Again, he smiles. "You're too young. Don't get caught." He passes me a Sweet Caporal cigarette, takes one himself, and together we smoke them.
2
Because it is a beautiful day, this Friday, the nineteenth of May, Lillian and I leave the Nipissing early while there is still light, walk north along George to Queen, then the half-dozen blocks east along Queen toward Lillian's parents' house in Irish Cabbagetown. The terrain of merchants and industry, thrift and enterprise, hope and ambition stands out hard and clear, the slanted sunshine flashing off glass facades:
Ball & Co., Men's Furnishings, Hats & Caps, 218 Queen East.
John Patton's Boot and Shoe Store, 224 Queen.

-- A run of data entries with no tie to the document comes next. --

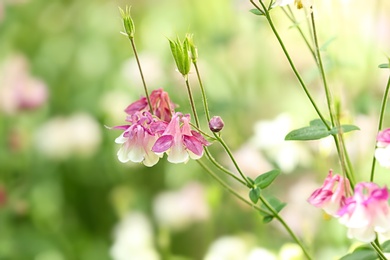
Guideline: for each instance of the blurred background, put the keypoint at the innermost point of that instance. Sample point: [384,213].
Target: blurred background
[66,72]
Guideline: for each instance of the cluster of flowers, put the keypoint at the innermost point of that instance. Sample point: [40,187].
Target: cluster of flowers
[151,133]
[364,212]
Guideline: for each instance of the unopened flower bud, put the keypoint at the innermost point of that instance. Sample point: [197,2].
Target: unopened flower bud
[181,54]
[216,124]
[127,22]
[193,49]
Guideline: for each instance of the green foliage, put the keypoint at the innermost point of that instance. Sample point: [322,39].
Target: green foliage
[317,130]
[276,204]
[265,179]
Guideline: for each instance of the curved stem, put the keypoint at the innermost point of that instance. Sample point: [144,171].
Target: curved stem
[339,141]
[292,18]
[141,73]
[220,167]
[380,124]
[205,105]
[227,187]
[292,65]
[192,103]
[224,145]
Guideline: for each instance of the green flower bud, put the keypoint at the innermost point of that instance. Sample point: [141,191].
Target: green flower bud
[127,22]
[193,49]
[180,52]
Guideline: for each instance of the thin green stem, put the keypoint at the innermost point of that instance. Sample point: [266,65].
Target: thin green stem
[378,250]
[220,167]
[204,98]
[287,227]
[141,73]
[322,70]
[224,145]
[339,140]
[192,103]
[292,65]
[292,18]
[380,124]
[231,190]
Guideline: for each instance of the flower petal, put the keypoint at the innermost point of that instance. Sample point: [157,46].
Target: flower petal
[163,144]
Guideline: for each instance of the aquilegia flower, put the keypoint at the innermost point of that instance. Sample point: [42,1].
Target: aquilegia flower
[161,104]
[332,195]
[382,152]
[366,212]
[179,141]
[138,139]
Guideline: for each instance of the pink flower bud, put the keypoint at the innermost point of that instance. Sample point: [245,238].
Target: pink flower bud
[216,124]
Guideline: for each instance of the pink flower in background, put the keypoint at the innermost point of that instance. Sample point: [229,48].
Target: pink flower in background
[332,195]
[138,139]
[18,89]
[366,212]
[382,152]
[162,105]
[180,142]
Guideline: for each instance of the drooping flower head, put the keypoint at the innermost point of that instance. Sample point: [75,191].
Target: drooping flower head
[161,104]
[138,139]
[332,195]
[179,141]
[382,152]
[366,212]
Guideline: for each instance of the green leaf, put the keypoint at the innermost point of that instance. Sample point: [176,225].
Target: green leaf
[276,204]
[256,12]
[254,194]
[344,129]
[363,252]
[264,180]
[386,246]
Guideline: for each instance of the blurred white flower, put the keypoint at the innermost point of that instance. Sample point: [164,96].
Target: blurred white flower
[251,161]
[261,253]
[133,239]
[269,138]
[62,137]
[227,248]
[18,89]
[178,209]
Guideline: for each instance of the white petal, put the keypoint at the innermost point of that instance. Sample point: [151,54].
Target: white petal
[177,154]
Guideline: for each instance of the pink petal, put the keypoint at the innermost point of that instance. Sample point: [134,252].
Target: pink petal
[193,144]
[163,144]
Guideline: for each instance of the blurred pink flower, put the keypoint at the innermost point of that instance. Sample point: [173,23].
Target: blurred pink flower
[383,138]
[19,90]
[138,139]
[180,142]
[382,152]
[366,212]
[332,195]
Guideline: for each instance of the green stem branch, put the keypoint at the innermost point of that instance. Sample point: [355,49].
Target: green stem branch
[141,73]
[380,124]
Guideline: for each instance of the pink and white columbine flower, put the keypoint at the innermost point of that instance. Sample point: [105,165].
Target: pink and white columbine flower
[382,152]
[331,196]
[179,141]
[161,104]
[366,212]
[138,139]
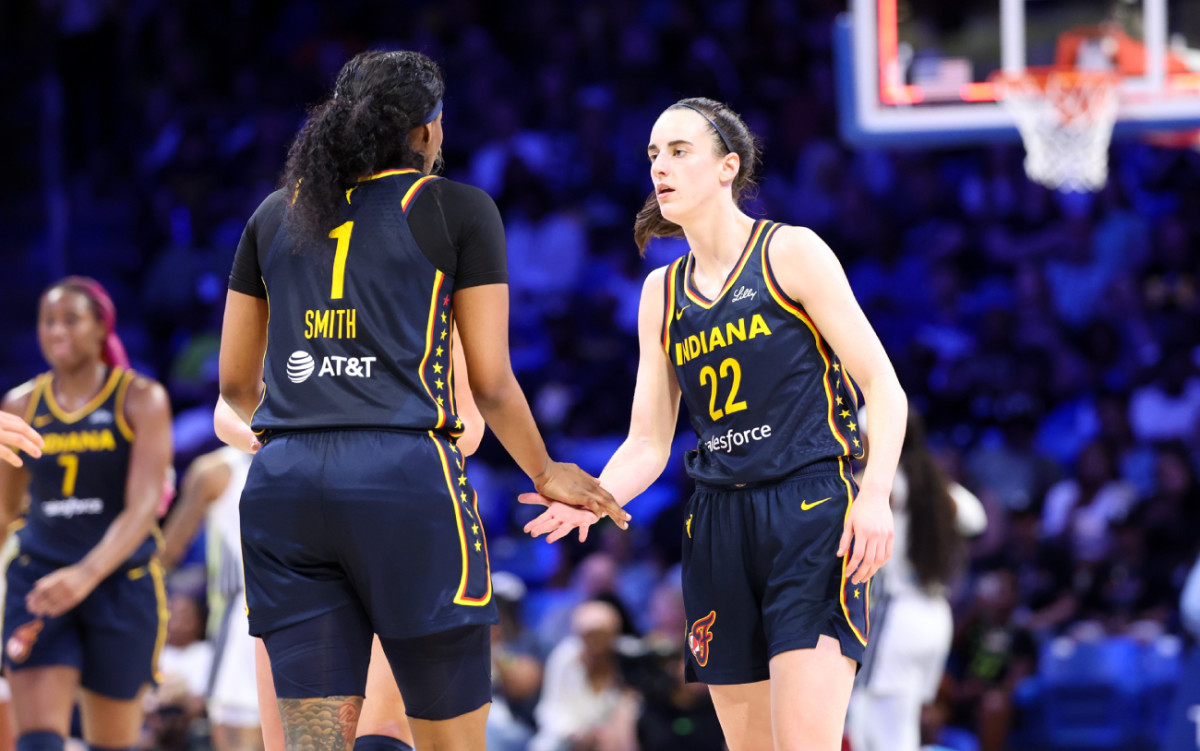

Wm. Tafts, Gents' Furnishings and Dry Goods, 226 Queen.
John J. Waters, Flour, Hay & Grain, 239 Queen.
George R. Fawcett, Men's Suits, 240 Queen.
C. R. Stong's Groceries, 252 Queen.
F. Belknap, Fish, Fruit, Vegetables, 260 Queen.
W. Muir, Hack, Coupe and Livery, 272 Queen.
J. R. Hancock, Suits Tailored, 275 Queen.
W. Mackenzie, Furniture, Stoves, New & 2nd Hand, 280 Queen.
R. A. Cardwell, Practical Hair Dresser, 282 Queen.
Geo. Hawkins, Fresh Meat & Provision Merchant, 288 Queen.
Robt. Fair, Hardware, 290 Queen.
A. A. McKay, Millinery, Shoes, 294 Queen.
Abbott's Meat Market, (Trading Stamps), 322 Queen.
E. J. Convey, Boots and Shoes, 330 Queen.
William Moore, Butcher, (Fresh & Salt Meats), 340 Queen.